Many of our interns are surprised by the cultural differences in Chinese offices. This can include a more hierarchical structure, whereby interns are given smaller tasks to prove themselves before being trusted with larger projects. Hollie could see how this also played out at her Health and Pharmaceuticals company  in Shanghai, which first asked her to familiarize herself with the industry and the company’s work:

“On the first day I was reading through pamphlets, but by Friday I was already working on a project to re-do the company’s entire collection of product booklets. We had to do all of them as the industry regulations change constantly.”

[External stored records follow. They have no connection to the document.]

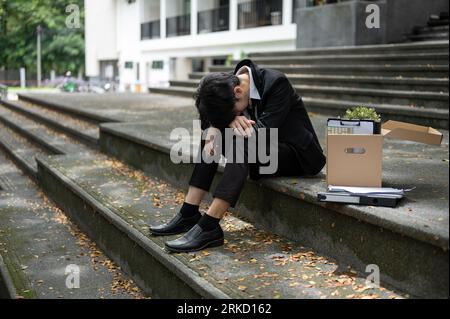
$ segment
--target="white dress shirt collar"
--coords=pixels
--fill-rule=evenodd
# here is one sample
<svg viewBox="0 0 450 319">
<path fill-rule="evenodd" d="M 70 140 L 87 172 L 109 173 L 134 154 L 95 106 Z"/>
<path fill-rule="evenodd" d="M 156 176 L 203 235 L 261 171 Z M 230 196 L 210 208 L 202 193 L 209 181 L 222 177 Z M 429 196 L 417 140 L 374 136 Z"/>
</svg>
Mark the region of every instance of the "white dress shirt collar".
<svg viewBox="0 0 450 319">
<path fill-rule="evenodd" d="M 252 69 L 248 66 L 243 66 L 239 69 L 236 75 L 241 75 L 243 73 L 247 73 L 250 78 L 250 99 L 253 100 L 261 100 L 261 96 L 259 95 L 258 89 L 256 88 L 255 82 L 253 81 Z"/>
</svg>

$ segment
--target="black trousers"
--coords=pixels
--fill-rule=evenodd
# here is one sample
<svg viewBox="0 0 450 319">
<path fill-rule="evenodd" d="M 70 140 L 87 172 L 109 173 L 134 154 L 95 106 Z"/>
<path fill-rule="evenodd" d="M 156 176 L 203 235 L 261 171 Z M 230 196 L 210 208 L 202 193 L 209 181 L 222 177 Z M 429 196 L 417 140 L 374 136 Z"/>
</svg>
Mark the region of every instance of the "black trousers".
<svg viewBox="0 0 450 319">
<path fill-rule="evenodd" d="M 238 141 L 239 139 L 241 139 L 241 141 Z M 244 140 L 243 142 L 242 139 Z M 204 146 L 205 141 L 202 141 L 202 154 L 204 153 Z M 233 153 L 230 153 L 231 149 L 233 149 Z M 213 197 L 225 200 L 231 205 L 231 207 L 235 207 L 237 201 L 239 200 L 240 194 L 245 186 L 245 182 L 247 181 L 250 169 L 254 168 L 251 167 L 251 165 L 256 165 L 253 163 L 248 163 L 248 150 L 248 140 L 244 139 L 243 137 L 233 137 L 231 146 L 230 144 L 225 144 L 224 137 L 222 139 L 222 155 L 227 159 L 233 157 L 234 160 L 232 162 L 226 163 L 224 173 L 213 193 Z M 305 153 L 308 153 L 308 156 L 300 155 L 301 158 L 299 160 L 299 154 L 295 152 L 291 145 L 283 143 L 281 141 L 278 142 L 277 171 L 272 175 L 263 176 L 308 175 L 308 169 L 306 169 L 306 167 L 310 166 L 310 163 L 308 162 L 317 162 L 317 160 L 323 161 L 324 156 L 320 145 L 317 145 L 316 141 L 313 141 L 311 143 L 310 147 L 305 150 Z M 243 156 L 244 161 L 235 160 L 236 157 L 239 156 L 238 154 Z M 316 156 L 314 156 L 314 154 L 316 154 Z M 192 173 L 189 185 L 209 192 L 218 166 L 219 164 L 217 162 L 207 163 L 204 161 L 203 157 L 201 157 L 201 162 L 195 164 L 195 168 Z"/>
</svg>

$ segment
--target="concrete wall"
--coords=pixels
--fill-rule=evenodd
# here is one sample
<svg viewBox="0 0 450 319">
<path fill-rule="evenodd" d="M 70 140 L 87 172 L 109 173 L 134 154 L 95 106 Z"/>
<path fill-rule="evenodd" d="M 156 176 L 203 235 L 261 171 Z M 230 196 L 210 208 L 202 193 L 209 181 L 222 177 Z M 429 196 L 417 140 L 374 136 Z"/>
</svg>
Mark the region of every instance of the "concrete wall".
<svg viewBox="0 0 450 319">
<path fill-rule="evenodd" d="M 134 85 L 137 83 L 138 62 L 141 68 L 141 78 L 142 70 L 145 69 L 145 67 L 142 67 L 139 51 L 139 42 L 141 41 L 140 3 L 137 1 L 129 4 L 127 1 L 116 1 L 116 5 L 120 88 L 125 89 L 129 87 L 131 90 L 134 90 Z M 133 68 L 126 69 L 126 62 L 133 62 Z"/>
<path fill-rule="evenodd" d="M 86 75 L 100 75 L 101 60 L 116 60 L 116 1 L 85 0 Z"/>
<path fill-rule="evenodd" d="M 366 7 L 379 5 L 381 16 L 384 2 L 348 1 L 333 5 L 307 7 L 297 10 L 297 47 L 328 47 L 379 44 L 385 41 L 384 26 L 366 27 Z M 381 19 L 383 23 L 383 19 Z"/>
<path fill-rule="evenodd" d="M 386 42 L 403 40 L 414 26 L 425 26 L 430 14 L 449 11 L 448 0 L 386 0 Z"/>
<path fill-rule="evenodd" d="M 367 5 L 380 7 L 380 29 L 365 25 Z M 348 1 L 296 11 L 297 48 L 403 42 L 430 14 L 449 11 L 448 0 Z"/>
</svg>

Interning in Shanghai at a Chinese company gave Hollie a great global insight into the industry, and a wide range of tasks no doubt boosted her transferable skills:

“China is currently undergoing a healthcare reform, and it means that the whole system is completely changing. We worked on the booklets for around three weeks, as well as formulations, checking ingredients for different products, checking that they were compliant and allowed in China. We used a database to do this. Most of the product names are translated into English, and the ingredient limits were on our spreadsheets.”

Hollie’s internship placement wasn’t just based in the office, however. Her supervisor was also keen for Hollie to understand more about the wider Health and Pharmaceuticals industry, which meant Hollie was entrusted to play a role in some key projects:

“My supervisor went on a business trip to Finland and London, and myself and another intern made the presentations for the trip. We were researching e-commerce, advertising law, cyber security, and we also went to a cyber-security seminar hosted by the Australian Chamber of Commerce – I’d never done anything like that before! I’ve also completed proposals, and we’re currently working on a new and exciting project that I can’t disclose yet…”

Hollie was surprised by some cultural differences in the Chinese workplace – most noticeably a more relaxed dress code. However, this was a great experience to boost her Cultural Agility and Global Employability. Reflecting on her experience, Hollie feels that interning in China is a great insight into how other companies operate:

“The office environment was really friendly from Day One. There’s only four staff plus two interns, so we’re super close. We all sit around one table and it’s a really relaxed environment. My colleagues speak English so we’re always joking around with each other. I can also wear whatever I want. I packed and prepared business clothes, but the dress code is not what I expected at all.”

While her colleagues have been helpful and friendly, Hollie is also glad to have the support of the CRCC Asia Internship Program and staff while she interns in Shanghai:

“Having that support to fall back on, being able to contact the staff, having the Program Manager’s 24/7 Emergency Number – it’s really nice to have. The Mandarin classes were so good as well. Some of the things that we learnt in class were really helpful, such as directions, learning about the history of China, and the geography. It’s fun to sit on the metro and understand the announcements before they are said in English!”

Hollie and the Generation UK interns visit the Bund in Shanghai

Hollie and her fellow Generation UK interns visited the famous Bund in Shanghai


Just as we pack up to head home on the Shanghai subway, we ask Hollie one final question: What has been your favorite experience? Hollie knows her answer straight away:

“My favorite experience was just today, when my supervisor offered me a job! That was my goal, and I achieved it!”